The research has come as no surprise to those living in rental properties who have spoken of the pressure to move out of Camden when the time comes to buy their first home.

Teacher Elizabeth Lumb, who works at Eleanor Palmer Primary School in Tufnell Park, and her boyfriend Jack D’Arcy, 23, who works at a music agency, both earn healthy salaries and have stable careers.

They live in Torriano Avenue but in a few years will have to leave behind the treasured village feel of their community and move out of London altogether to buy their first home.

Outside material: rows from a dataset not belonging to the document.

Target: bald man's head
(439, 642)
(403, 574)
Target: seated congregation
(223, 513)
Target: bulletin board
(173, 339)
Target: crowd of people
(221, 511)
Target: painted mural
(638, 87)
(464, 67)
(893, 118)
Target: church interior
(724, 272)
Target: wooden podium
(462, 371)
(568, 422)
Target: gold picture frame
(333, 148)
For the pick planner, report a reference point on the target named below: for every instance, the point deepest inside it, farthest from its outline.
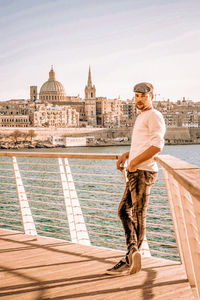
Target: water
(44, 191)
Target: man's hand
(121, 161)
(132, 167)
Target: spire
(89, 78)
(52, 74)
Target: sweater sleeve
(157, 129)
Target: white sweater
(149, 130)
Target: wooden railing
(182, 183)
(183, 186)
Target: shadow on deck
(46, 268)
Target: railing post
(78, 230)
(193, 233)
(26, 215)
(179, 224)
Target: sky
(124, 42)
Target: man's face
(143, 101)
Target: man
(147, 141)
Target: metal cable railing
(98, 201)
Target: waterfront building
(14, 121)
(55, 116)
(90, 102)
(52, 90)
(93, 111)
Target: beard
(140, 105)
(143, 106)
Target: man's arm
(147, 154)
(121, 161)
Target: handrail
(179, 169)
(180, 182)
(183, 185)
(60, 155)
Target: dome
(52, 89)
(52, 86)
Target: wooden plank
(47, 268)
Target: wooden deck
(54, 269)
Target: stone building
(90, 102)
(14, 113)
(55, 116)
(52, 90)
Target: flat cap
(143, 87)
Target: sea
(99, 209)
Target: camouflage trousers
(133, 206)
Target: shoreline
(46, 145)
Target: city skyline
(124, 42)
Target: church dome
(52, 86)
(52, 89)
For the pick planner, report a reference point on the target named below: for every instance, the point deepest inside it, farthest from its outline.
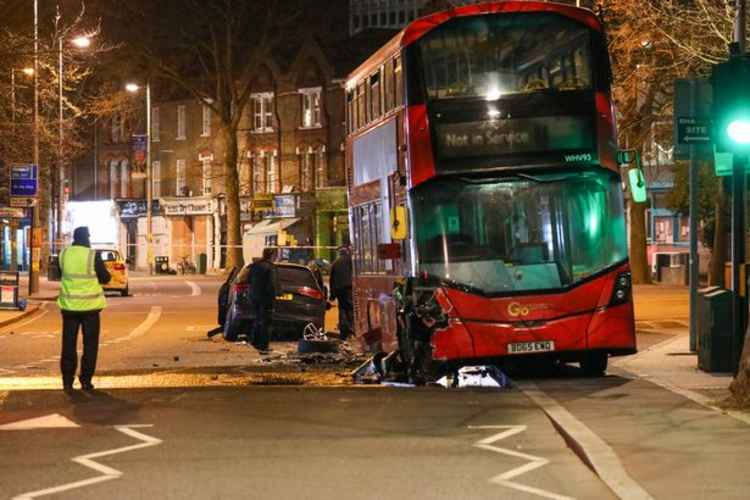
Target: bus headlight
(622, 290)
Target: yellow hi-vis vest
(79, 289)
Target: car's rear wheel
(594, 364)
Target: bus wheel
(594, 364)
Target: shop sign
(285, 205)
(136, 208)
(188, 206)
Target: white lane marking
(599, 454)
(41, 312)
(53, 421)
(142, 329)
(534, 462)
(196, 290)
(107, 473)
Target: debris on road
(476, 376)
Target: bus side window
(388, 85)
(399, 80)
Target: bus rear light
(622, 291)
(310, 292)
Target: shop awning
(271, 226)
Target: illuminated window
(181, 185)
(310, 107)
(206, 129)
(181, 125)
(262, 112)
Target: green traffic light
(739, 131)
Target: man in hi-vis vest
(81, 299)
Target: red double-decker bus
(486, 204)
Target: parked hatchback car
(118, 270)
(301, 300)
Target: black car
(301, 300)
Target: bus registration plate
(526, 347)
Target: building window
(124, 179)
(206, 175)
(155, 179)
(206, 129)
(272, 177)
(321, 173)
(114, 177)
(307, 170)
(155, 125)
(181, 186)
(181, 113)
(262, 112)
(259, 181)
(310, 107)
(243, 174)
(117, 128)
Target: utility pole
(738, 213)
(149, 182)
(35, 243)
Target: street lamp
(135, 88)
(81, 42)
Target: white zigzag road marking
(107, 473)
(534, 462)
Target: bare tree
(211, 50)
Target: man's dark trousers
(262, 325)
(346, 312)
(89, 323)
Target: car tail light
(313, 293)
(622, 291)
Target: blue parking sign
(24, 180)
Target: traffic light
(731, 105)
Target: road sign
(11, 213)
(22, 202)
(692, 112)
(691, 130)
(24, 180)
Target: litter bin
(53, 268)
(9, 291)
(161, 264)
(715, 330)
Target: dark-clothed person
(263, 290)
(341, 290)
(81, 300)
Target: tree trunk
(719, 251)
(740, 386)
(638, 258)
(231, 187)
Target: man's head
(269, 253)
(81, 236)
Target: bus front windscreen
(491, 56)
(520, 233)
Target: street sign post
(692, 129)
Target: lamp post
(134, 88)
(80, 42)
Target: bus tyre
(594, 364)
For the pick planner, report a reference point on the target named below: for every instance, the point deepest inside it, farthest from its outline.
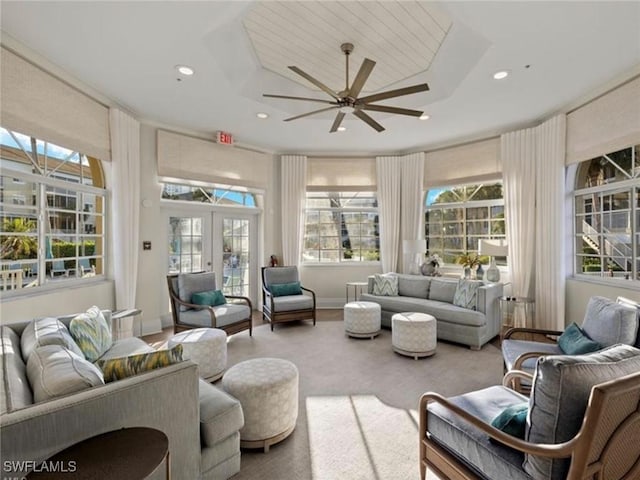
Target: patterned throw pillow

Miss Lumb, 23, said: “We never considered Camden as a realistic option. For young teachers it’s an almost impossible situation. I looked at prices on our road and for a one-bedroom flat, you’re looking at £500,000.

“As a teacher and someone who starts early and finishes late, I want to live close to the school in which I work.

“It would be such a shame to make Camden a place where only the most wealthy can buy. What we love about Kentish Town and Tufnell Park is that it very much feels like a village.”

James Jones, 37, a TV researcher, tried for four years to get on the property ladder while he was living in Burghley Road, Tufnell Park.

“There’s nowhere in Camden,” he said. “I looked at my budget and the numbers don’t stack up there.”

Shelter’s survey showed there are no one-bedroom homes in Camden for sale at £122,000 or less, the price a single person earning £29,000 could afford.

Likewise, there are no two-bedroom properties for sale valued at £256,000, the budget for a couple with a combined income of £61,000.

Natalie Bennett, national leader of the Green Party and parliamentary candidate for Holborn and St Pancras, has issued a stark warning that young professionals such as teachers and police officers will be “pushed out” of Camden.

“We are making it impossible for anyone to live in the community they work in,” she said. “We need to get away from thinking of housing as a financial asset and start thinking of them as homes.”

A 2008 Camden Council report stated a need for an additional 4,787 affordable homes each year but between 2006 and September 2013 only 1,789 new units of affordable housing were built.

Since 2011, the government has made it harder for local councils to build housing, with Camden’s grant for affordable housing development reduced to 50 per cent of the grant for the previous four-year period.